In a unanimous decision, the California Supreme Court holds that the “single publication” rule applies to a claim for the unauthorized commercial use of a person’s likeness and that the “discovery rule” does not apply to a claim involving the production of product labels because it undermines the single publication rule; the court remands to the trial court the issue of whether the production of product labels over a five-year period constitutes a single integrated publication and thus triggers the two-year statute of limitations when first publishedIn 1986, Russell Christoff, a professional model, was paid $250 for a two-hour photo shoot and received a contract providing that if Nestlé Canada used the picture on a label it was designing for a brick of Taster’s Choice coffee, Christoff would be paid $2,000 plus an agency commission. The contract also provided that the price for any other use of Christoff’s image would require further negotiations. Without informing Christoff, or paying him according to the terms of the contract, Nestlé Canada used Christoff’s image on the coffee brick.
Eleven years later, in 1997, Nestlé USA decided to redesign its label for Taster’s Choice instant coffee. The high resolution artwork of the original “taster” used to produce the existing label had been lost. Nestlé USA searched without success for other high resolution artwork of the original “taster” (i.e., the person gazing into the coffee cup), but found instead the photograph of Christoff that Nestlé Canada had used on the coffee brick. Nestlé USA decided to use Christoff’s image because he looked “distinguished” and resembled the original “taster.” Christoff’s photograph was altered to make him look younger and more similar to the original “taster.” Nestlé USA believed that it had authority to use Christoff’s image because it had been widely used in Canada. Christoff’s image was used in the redesigned Taster’s Choice label beginning in 1998.
In 2002, Christoff saw his face on a jar of Taster’s Choice instant coffee in the United States and in 2003 filed suit against Nestle USA for statutory and common law unauthorized commercial use of his likeness. Christoff filed his suit six years after Nestle USA began using his image on the Taster’s Choice label but less than a year after his discovery.
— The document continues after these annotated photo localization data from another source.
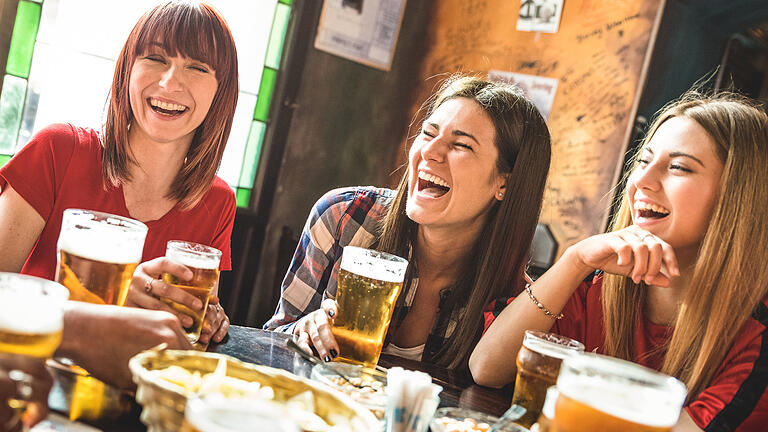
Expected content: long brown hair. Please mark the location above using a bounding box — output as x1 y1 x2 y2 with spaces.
379 75 552 368
102 0 238 209
603 91 768 400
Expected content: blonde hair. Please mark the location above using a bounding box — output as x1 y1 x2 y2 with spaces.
603 91 768 400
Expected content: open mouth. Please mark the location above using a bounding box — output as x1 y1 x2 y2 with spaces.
148 98 188 116
634 201 670 219
417 171 450 198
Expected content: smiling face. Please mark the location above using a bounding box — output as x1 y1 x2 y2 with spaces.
406 97 506 231
128 45 218 148
628 116 724 255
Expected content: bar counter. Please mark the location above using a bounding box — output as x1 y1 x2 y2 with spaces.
47 325 512 430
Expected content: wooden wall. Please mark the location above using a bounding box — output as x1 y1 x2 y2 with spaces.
405 0 665 254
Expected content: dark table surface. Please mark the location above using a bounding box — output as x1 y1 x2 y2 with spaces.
52 325 512 430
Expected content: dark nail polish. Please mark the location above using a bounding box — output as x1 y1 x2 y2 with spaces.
324 356 331 362
328 310 335 318
330 349 338 358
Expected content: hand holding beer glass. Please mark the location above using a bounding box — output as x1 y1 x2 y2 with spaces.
330 246 408 366
158 241 222 344
0 273 69 430
56 209 148 305
510 330 584 428
537 352 687 432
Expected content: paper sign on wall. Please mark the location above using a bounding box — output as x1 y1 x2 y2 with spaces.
517 0 565 33
314 0 407 71
489 70 558 120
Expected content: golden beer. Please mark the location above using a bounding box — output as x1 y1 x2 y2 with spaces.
550 352 687 432
0 273 68 358
56 209 148 306
331 247 408 366
160 241 221 343
510 330 583 428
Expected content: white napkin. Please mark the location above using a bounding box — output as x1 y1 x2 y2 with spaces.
386 367 442 432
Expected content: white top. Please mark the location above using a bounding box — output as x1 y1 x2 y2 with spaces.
382 342 425 361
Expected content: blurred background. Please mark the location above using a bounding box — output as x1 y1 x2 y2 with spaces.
0 0 766 328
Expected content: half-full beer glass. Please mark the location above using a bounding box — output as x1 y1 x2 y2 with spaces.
550 352 687 432
56 209 148 305
511 330 584 428
331 246 408 366
160 241 222 343
0 273 69 357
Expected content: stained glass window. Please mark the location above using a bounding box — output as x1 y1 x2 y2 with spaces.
0 0 292 208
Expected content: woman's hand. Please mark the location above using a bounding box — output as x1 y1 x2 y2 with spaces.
125 257 201 328
0 353 53 431
292 299 339 362
571 226 680 286
58 303 192 390
197 295 229 345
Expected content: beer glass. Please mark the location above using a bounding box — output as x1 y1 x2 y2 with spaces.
0 273 68 428
56 209 148 306
510 330 584 428
0 273 69 357
181 396 299 432
160 241 222 343
549 352 687 432
331 246 408 366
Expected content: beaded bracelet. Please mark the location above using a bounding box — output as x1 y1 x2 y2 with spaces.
525 284 564 320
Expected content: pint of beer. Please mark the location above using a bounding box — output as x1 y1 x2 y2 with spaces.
550 352 687 432
56 209 148 306
510 330 584 428
0 273 69 358
160 241 221 343
331 246 408 366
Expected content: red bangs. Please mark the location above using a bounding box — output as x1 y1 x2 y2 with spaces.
131 2 236 83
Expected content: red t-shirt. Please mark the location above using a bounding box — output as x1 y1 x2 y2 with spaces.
0 123 236 280
484 273 768 431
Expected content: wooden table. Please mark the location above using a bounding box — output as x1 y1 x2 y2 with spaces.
51 325 512 430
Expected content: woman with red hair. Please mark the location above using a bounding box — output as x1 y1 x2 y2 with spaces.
0 1 239 344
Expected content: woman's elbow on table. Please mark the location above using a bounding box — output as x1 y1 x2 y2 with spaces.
468 350 514 388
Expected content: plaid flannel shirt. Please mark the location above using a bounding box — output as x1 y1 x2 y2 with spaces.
264 186 462 361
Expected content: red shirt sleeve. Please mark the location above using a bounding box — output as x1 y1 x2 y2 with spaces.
686 302 768 431
0 123 77 220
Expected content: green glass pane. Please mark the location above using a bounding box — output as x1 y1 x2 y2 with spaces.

There were three related issues before the trial court: (1) whether the two-year statute of limitations had been triggered when the product labels were first “published” six years before the suit was filed; (2) whether the “discovery rule” (which states that the statute of limitations is triggered when a plaintiff discovers, or reasonably should have discovered, the unauthorized use of his likeness rather than when the injury occurred) applied in this case; and (3) whether the “single publication” rule applies to the production of product labels.
The single publication rule (Cal. Civil Code § 3425.3) states that “[n]o person shall have more than one cause of action for damages for libel or slander or invasion of privacy or any other tort founded upon any single publication or exhibition or utterance, such as any one issue of a newspaper or book or magazine.”
The trial court applied the two-year statute of limitations and instructed the jury to determine under the discovery rule whether Christoff knew or should have known earlier that Nestlé USA had used his image. The jury found that Christoff did not know, and should not reasonably have suspected prior to seeing the jar, that his image was being used without his consent and awarded him more than $15 million in damages.
The Court of Appeal reversed, holding that the single publication rule applies to claims for the unauthorized commercial use of someone’s likeness and that the statute of limitations was triggered when Nestle first published the label unless the discovery rule applied or unless the defendant “republished” the label.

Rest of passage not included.